Busco la manera de vivir como vive una llama. Sin dejar de consumir. Alumbrando por alumbrar. Pero la vida me despista. La locura me aborda y me divide en dos. Las historias que escribo no sirven para nada. Las historias que no escribo me devoran por dentro. Como devoran los lobos hambrientos a su presa, como devoran las muelas del juicio las decisiones, como devora el asfalto al césped, el alcohol al hígado, la distancia al corazón. Me rompo como se rompe el cristal contra el suelo, como lo hacen los caballitos de mar de papel en mitad del monzón. Y necesito que las sonrisas de acuarela se alejen, que la gente abra los ojos, no sentirme tan aislado. Y necesito hallar tantas respuestas que ya no sé que preguntar. Necesito tu contacto como el veneno los suicidas, como la libertad los osos polares, como el amor a la indiferencia. Me miran los tigres de bengala, me gritan “no te enfades” pero el enfado no aparece, la decepción me embarga. Y cada vez que intento aguantar las ganas de disparar a discreción me embarga más y más, me sumerge en píldoras para el dolor de cabeza. Pero a mí lo que me duele es el espíritu. Me duele no encontrar las llaves del coche ni dinero en la cartera. Me duele cada mala dirección que he tomado y cada mala dirección que han tomado los demás. Me duele la lejanía, la lluvia torrencial, las caretas de bondad con las que se disfrazan las bestias. Me duele esta escalera de caracol sin casa a cuestas. Me duele este baile de salón en mitad de la nada.

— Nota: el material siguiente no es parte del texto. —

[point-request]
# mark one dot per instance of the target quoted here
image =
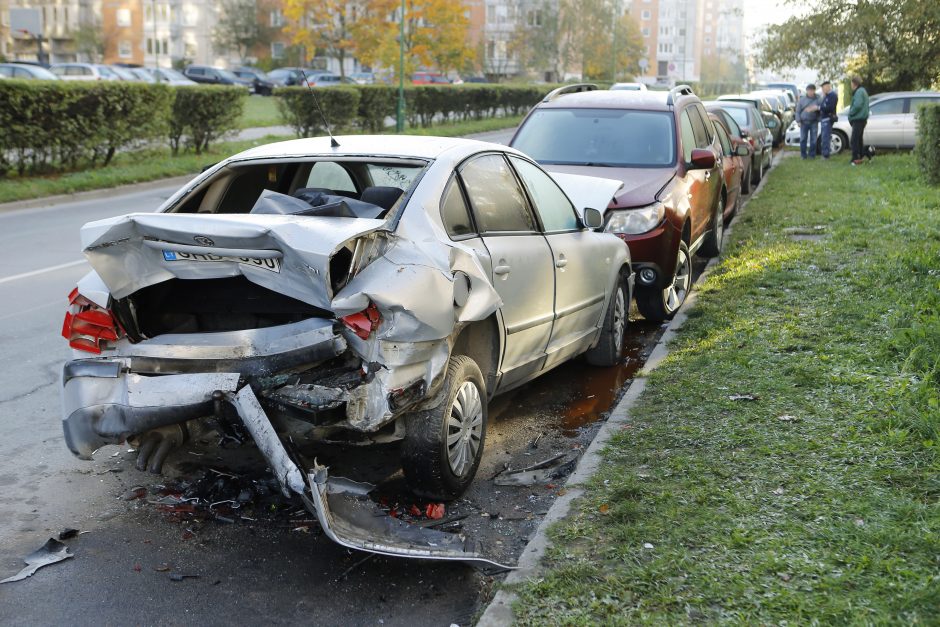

Salto en paracaídas desde el lugar dónde nada se entiende al vacío dónde nada existe. Me pinto el corazón de hielo y sonrío. Me tatúo a fuego en el cuello “vivo sin entender nada, ciego y sordo, loco y triste”. Me clavas las uñas y yo estallo en serpentinas. Busco el túnel que conduce al fondo de tus ojos y no lo encuentro. Me vuelvo loco. Tan loco como un pez espada que nunca da una estocada, como una lluvia de estrellas sin deseos que pedir, como una madrugada con el pensamiento chocando con el suelo y el techo entre sueños y pesadillas. Tan loco y tan extraño como las huellas sobre la luna, como los mártires, como los Dioses.
El sol molesta casi tanto como la voz melancólica de los sauces. Lloro de pena a cada nuevo amanecer. Y si me noto sediento intento que me arranques el paladar y patalees, que me robes el alma y me grites. Y me mato cada vez que no te late el corazón y escupo mis huesos, mis músculos, mis ideas. Solo quiero chillar de pánico. Solo quiero arrancarme la piel y arder mientras me barre el tiempo. Susurro a tus tímpanos poemas. Me abro las venas en canal cada vez que quieres pasear en góndola. El espejo me saluda y yo sufro a cada instante. La calle no parece una calle, los bosques cada vez son más pequeños. Y tú sales de tu escondite y yo tiemblo, sonrío nervioso, estallo en palomas de humo. Y cada vez que tú das un paso el calendario se arranca mil páginas. Nos separa un mundo. Un mar. Un siglo. Un segundo.
Busco la manera de vivir como vive una llama. Sin dejar de consumir. Alumbrando por alumbrar. Pero la vida me despista. La locura me aborda y me divide en dos. Las historias que escribo no sirven para nada. Las historias que no escribo me devoran por dentro. Como devoran los lobos hambrientos a su presa, como devoran las muelas del juicio las decisiones, como devora el asfalto al césped, el alcohol al hígado, la distancia al corazón. Me rompo como se rompe el cristal contra el suelo, como lo hacen los caballitos de mar de papel en mitad del monzón. Y necesito que las sonrisas de acuarela se alejen, que la gente abra los ojos, no sentirme tan aislado. Y necesito hallar tantas respuestas que ya no sé que preguntar. Necesito tu contacto como el veneno los suicidas, como la libertad los osos polares, como el amor a la indiferencia. Me miran los tigres de bengala, me gritan “no te enfades” pero el enfado no aparece, la decepción me embarga. Y cada vez que intento aguantar las ganas de disparar a discreción me embarga más y más, me sumerge en píldoras para el dolor de cabeza. Pero a mí lo que me duele es el espíritu. Me duele no encontrar las llaves del coche ni dinero en la cartera. Me duele cada mala dirección que he tomado y cada mala dirección que han tomado los demás. Me duele la lejanía, la lluvia torrencial, las caretas de bondad con las que se disfrazan las bestias. Me duele esta escalera de caracol sin casa a cuestas. Me duele este baile de salón en mitad de la nada.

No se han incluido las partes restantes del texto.